OK, no helmet, can cut your own food. You outta diapers yet?
Just kidding. You set yourself up for that one.
First off, you're not being thorough enough. Your weakness is only lack of experience, but it sounds like you're getting plenty playing with your lights. And to that, I congratulate you.
You can't run the lights in DMX mode AND master/slave mode. It doesn't work. If the lights have an option to reverse X or Y(pan or tilt), then it would do that, if that's what you wanted it to do.
So, let me state this again:
You need to be in FULL DMX mode for your lights, or they must be chained together using Master/Slave mode. You can't set one light up to be a DMX Master and the other to be a slave or even a DMX slave, it won't work.
It makes full sense that you can't do this.
Read it some more:
If you choose to set up one ligtht as a master, and then other lights as slaves, the slaves will follow the master. Sounds clear as day, right? It is. But, in this mode, this is NOT DMX, this is a proprietary signalling used for those fixtures. It's probably nothing special or majorly interesting, but it's sufcicient for a light to broadcast out its settings to the others. Probably some sort of fixture ID followed by a pulse of values on various channels. The slaves listen for this and replicate their settings to that of the master.
In DMX, there are NO SLAVES, only DMX. You may set up lights with matching addresses, no harm there.
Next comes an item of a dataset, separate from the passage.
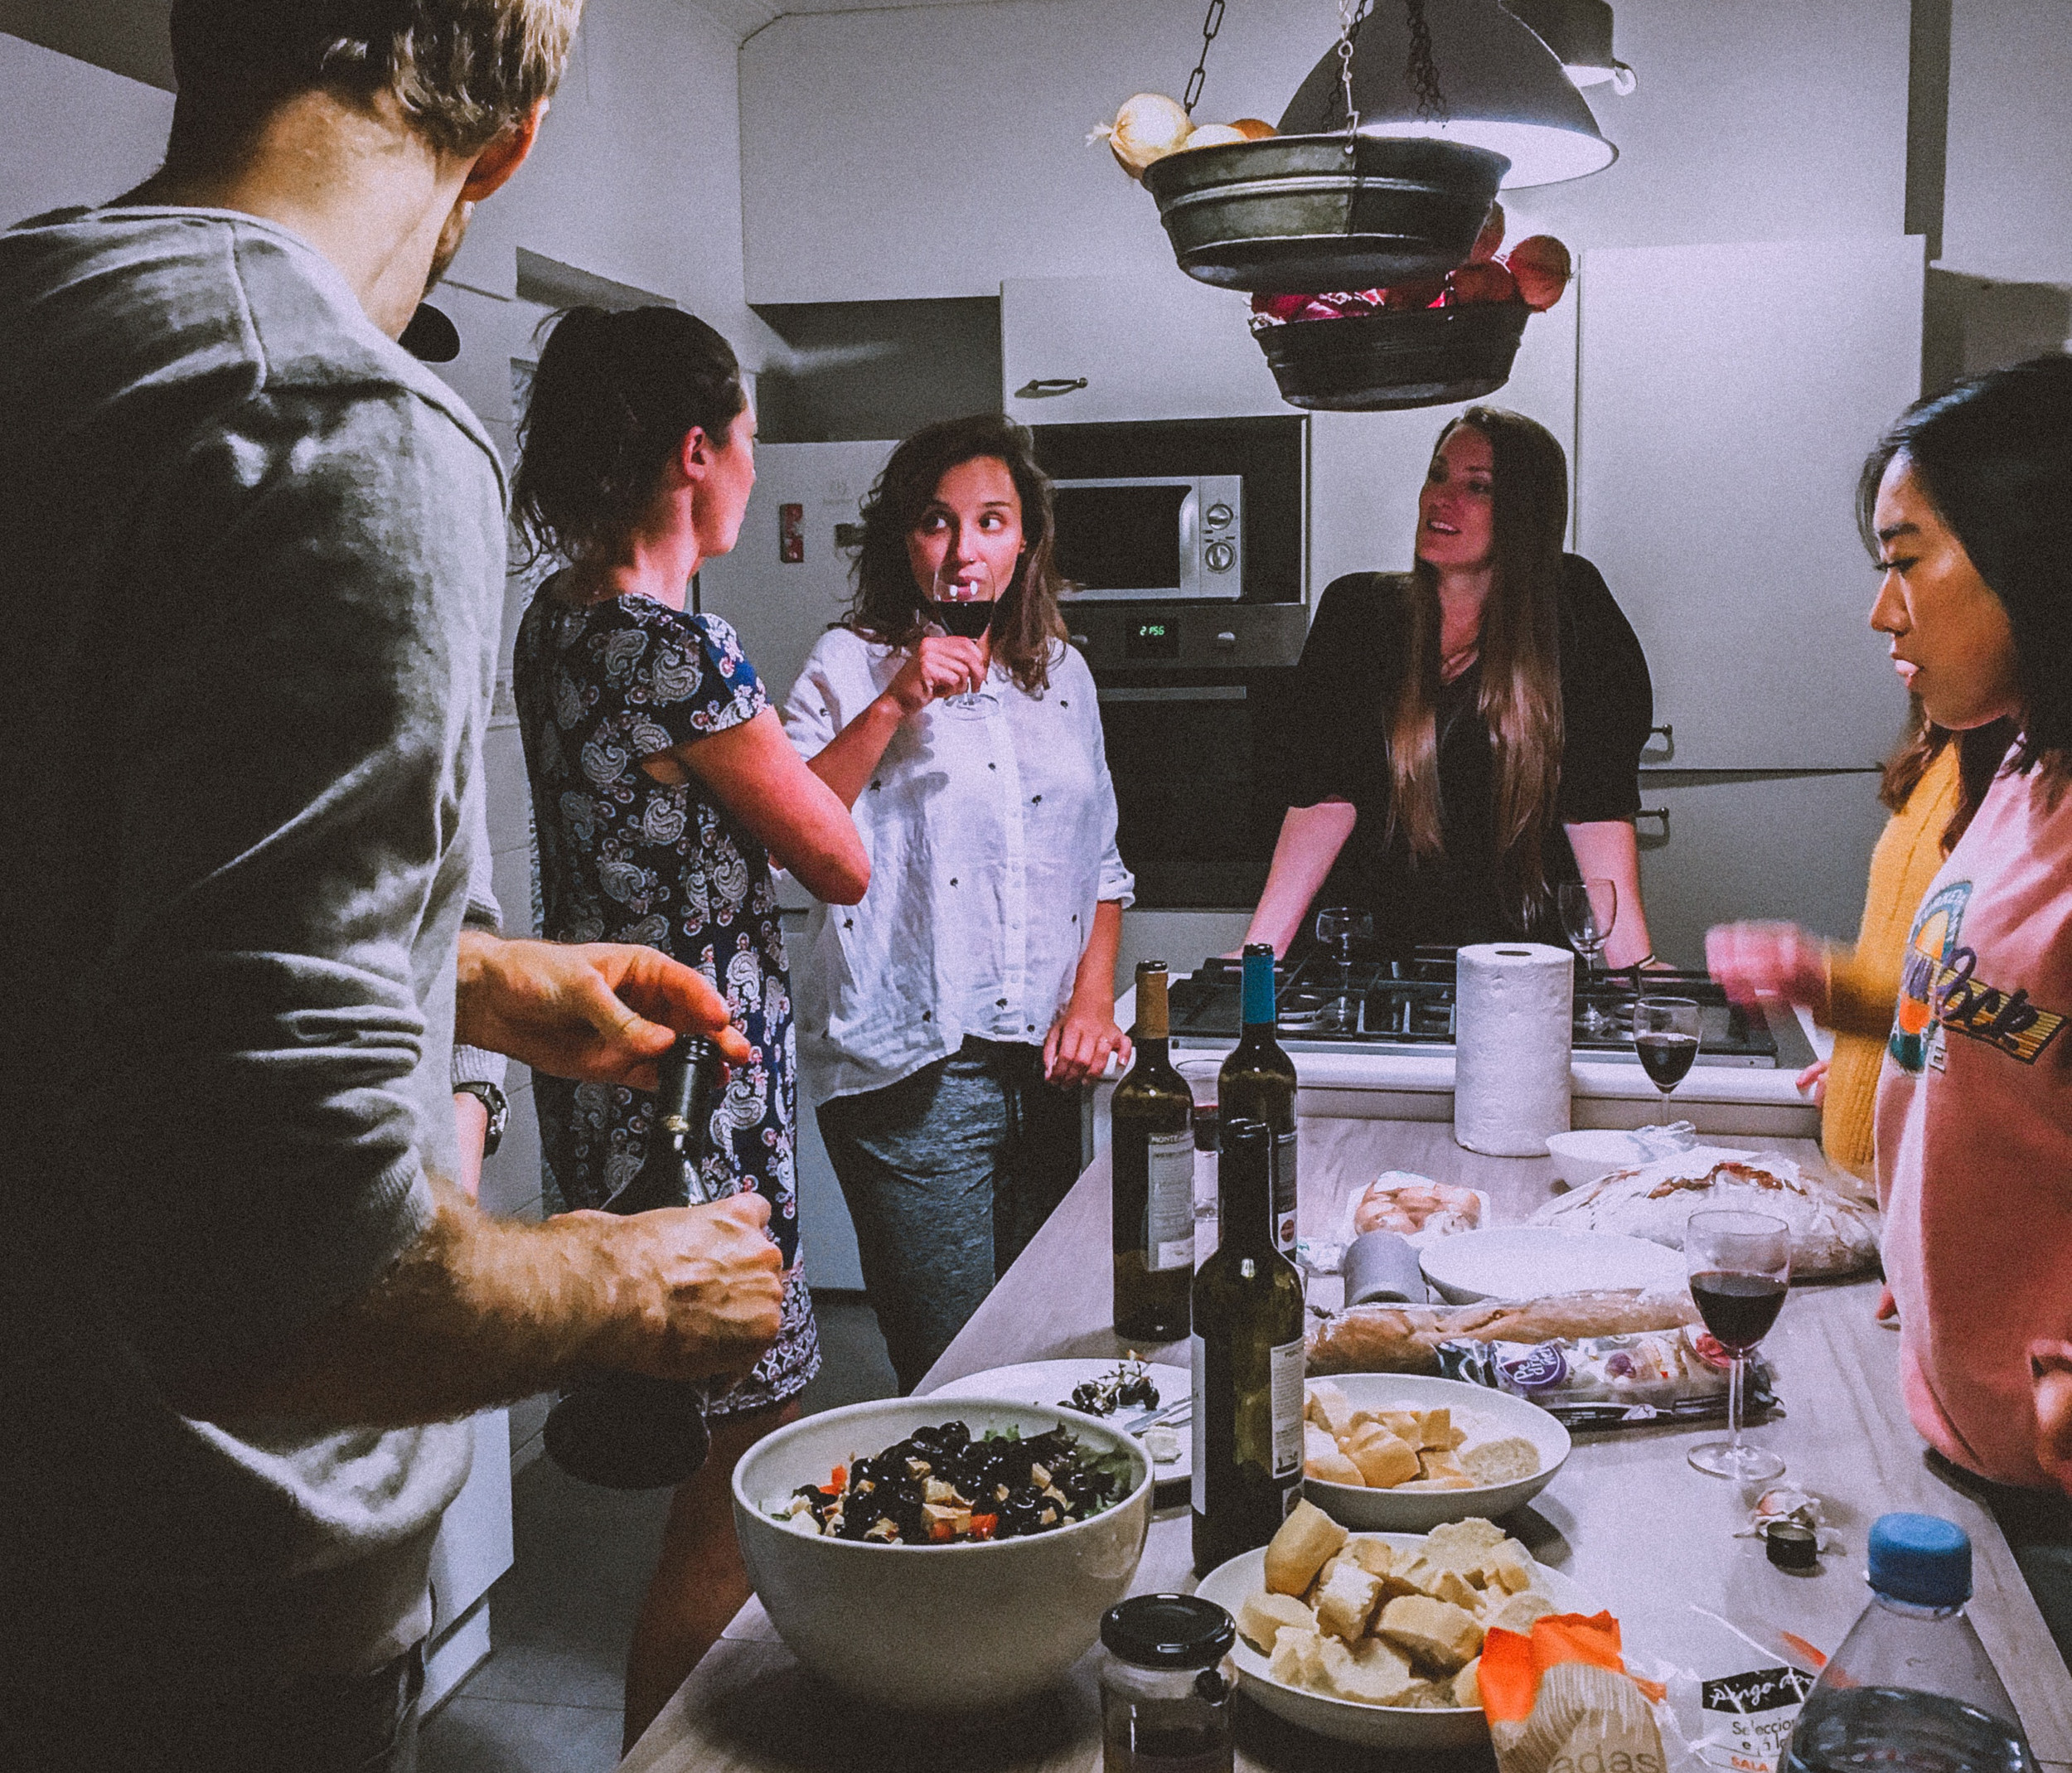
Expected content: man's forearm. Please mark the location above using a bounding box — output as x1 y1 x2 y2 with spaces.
176 1182 629 1427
But, you can't set a light to be a master(in theory) to be controller via DMX, and then have the "slaves" follow it, it don't work that way.
So, step 1:
Check your addressing on your fixtures. DOCUMENT THIS BY WRITING THIS DOWN. Just for the heck of it, match them all up, OK? All your lights on that DMX signal chain have to be in DMX mode. Any ONE light not in DMX mode and everything after it is gonna be acting funky. And I don't mean the good kind of funky. I'm talking the kind of funky you get when you don't shower for a week kind of funky. Not the "get down, get funky" kind of funky.
Ensure you're on the correct fixture switch on your DMX controller.
Now, all should respond the same.
I'm a sound guy first and foremost. I keep my lighting shows simpler for now. But, I'm usually handling 40+ channels of input and monitors on one desk, so I kinda sorta got my hands and ears and eyes full just keeping the slackers on stage in check and rock and rolling.
Share more data. That's all I can say.
You might want to read some remedial type stuff on DMX. This isn't to be insulting, it's to get you to understand DMX and how it works, and why you may be having SOME problems. The rest will be learned from reading your manuals and taking notes. Trust me, this taking notes, even if you don't ever use them, helps knock it deeper into your head for better recall later on. Get a decent meal and a good night's sleep and it should stay locked away in your brain for a while.